Un événement cosmique hors norme a retenu l’attention des astronomes. En avril 2025, un radiotélescope a capté un faisceau radio exceptionnel émis par deux galaxies en collision situées à plus de 8 milliards d’années‑lumière de la Terre. Ce signal, le plus lointain jamais enregistré, correspond à un mégamaser hydroxyle, et, vu son éclat hors du commun, il a été qualifié de « gigamaser ». La découverte a été possible grâce à un alignement cosmique rare qui a amplifié le signal et ouvert de nouvelles pistes d’observation de l’univers lointain.
L’origine du signal et son voyage à travers l’espace‑temps
Le rayonnement provient de l’objet désigné HATLAS J142935.3-002836, une région où deux galaxies sont en train de fusionner, confirme le magazine Science et Vie.
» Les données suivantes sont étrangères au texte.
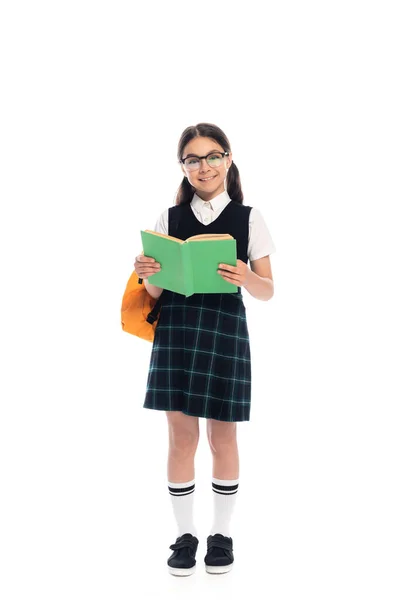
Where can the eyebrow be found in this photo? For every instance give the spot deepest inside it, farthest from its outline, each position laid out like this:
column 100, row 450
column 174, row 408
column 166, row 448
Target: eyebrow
column 197, row 156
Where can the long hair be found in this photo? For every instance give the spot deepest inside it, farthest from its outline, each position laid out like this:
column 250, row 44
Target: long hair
column 185, row 191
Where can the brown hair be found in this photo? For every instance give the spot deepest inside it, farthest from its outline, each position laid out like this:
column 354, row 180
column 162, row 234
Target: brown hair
column 185, row 191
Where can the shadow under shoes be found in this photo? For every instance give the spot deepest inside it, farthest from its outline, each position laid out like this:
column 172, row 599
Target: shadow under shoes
column 219, row 557
column 182, row 561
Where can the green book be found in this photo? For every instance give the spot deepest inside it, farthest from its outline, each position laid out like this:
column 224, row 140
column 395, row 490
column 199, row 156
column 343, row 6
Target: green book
column 190, row 266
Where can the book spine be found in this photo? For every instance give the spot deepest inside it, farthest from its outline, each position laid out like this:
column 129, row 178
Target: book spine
column 187, row 270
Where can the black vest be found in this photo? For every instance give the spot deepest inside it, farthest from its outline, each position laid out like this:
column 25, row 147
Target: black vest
column 234, row 219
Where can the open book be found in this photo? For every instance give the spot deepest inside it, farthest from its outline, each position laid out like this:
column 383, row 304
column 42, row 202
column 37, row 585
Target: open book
column 190, row 266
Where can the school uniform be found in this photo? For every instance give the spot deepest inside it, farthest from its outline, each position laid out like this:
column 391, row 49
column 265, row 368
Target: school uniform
column 200, row 361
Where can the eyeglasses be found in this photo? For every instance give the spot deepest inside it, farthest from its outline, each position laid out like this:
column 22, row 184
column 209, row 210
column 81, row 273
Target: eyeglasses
column 214, row 159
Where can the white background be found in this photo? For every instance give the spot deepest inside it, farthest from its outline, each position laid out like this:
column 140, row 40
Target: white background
column 94, row 98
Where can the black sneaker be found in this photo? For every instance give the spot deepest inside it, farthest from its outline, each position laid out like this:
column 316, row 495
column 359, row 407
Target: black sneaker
column 219, row 557
column 182, row 561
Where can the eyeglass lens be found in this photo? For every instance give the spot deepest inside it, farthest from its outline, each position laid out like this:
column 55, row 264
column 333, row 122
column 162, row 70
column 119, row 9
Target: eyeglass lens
column 193, row 162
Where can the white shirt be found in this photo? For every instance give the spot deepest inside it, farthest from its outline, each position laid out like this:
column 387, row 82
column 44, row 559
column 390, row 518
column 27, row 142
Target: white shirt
column 260, row 240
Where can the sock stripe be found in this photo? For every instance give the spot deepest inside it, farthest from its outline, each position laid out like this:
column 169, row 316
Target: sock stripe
column 181, row 491
column 225, row 489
Lors de cette collision, les nuages de gaz moléculaire se compriment, ce qui excite les molécules d’hydroxyle et déclenche l’émission de rayonnement radio cohérent, un phénomène comparable à un laser mais à l’échelle cosmique, qu’on appelle un « mégamaser ». Ici, l’intensité lumineuse dépasse largement celle de tous les mégamasers hydroxyles observés jusqu’à présent, d’où la qualification de gigamaser.
La lentille gravitationnelle qui a amplifié le signal
La détection n’aurait pas été possible sans une configuration particulière : une galaxie située entre la source et la Terre a joué le rôle de lentille gravitationnelle. La masse de cette galaxie a déformé l’espace‑temps et a redirigé les ondes radio émises par HATLAS J142935.3-002836, en les concentrant et en multipliant leur intensité. Ce renforcement provient du triple alignement entre la source, la galaxie intermédiaire et la Terre.
Les instruments et les prochaines observations
C’est grâce à MeerKAT, un radiotélescope installé dans le désert du Karoo en Afrique du Sud, que le signal a été capté. Composé de 64 antennes, MeerKAT a identifié ce signal dans le cadre du MeerKAT Absorption Line Survey, un programme qui balaie une large portion du ciel austral avec une grande sensibilité aux ondes radio faibles. Les résultats préliminaires ont été déposés sur Arxiv et ont déjà fait l’objet d’une large couverture médiatique par SciencePost.
Le prochain grand rendez‑vous est le Square Kilometre Array (SKA), dont la mise en service est prévue dès 2028 en Afrique du Sud et en Australie. Avec des milliers d’antennes prévues, SKA devrait offrir une sensibilité environ dix fois supérieure à celle des instruments actuels, prolongeant et amplifiant les découvertes entreprises par MeerKAT.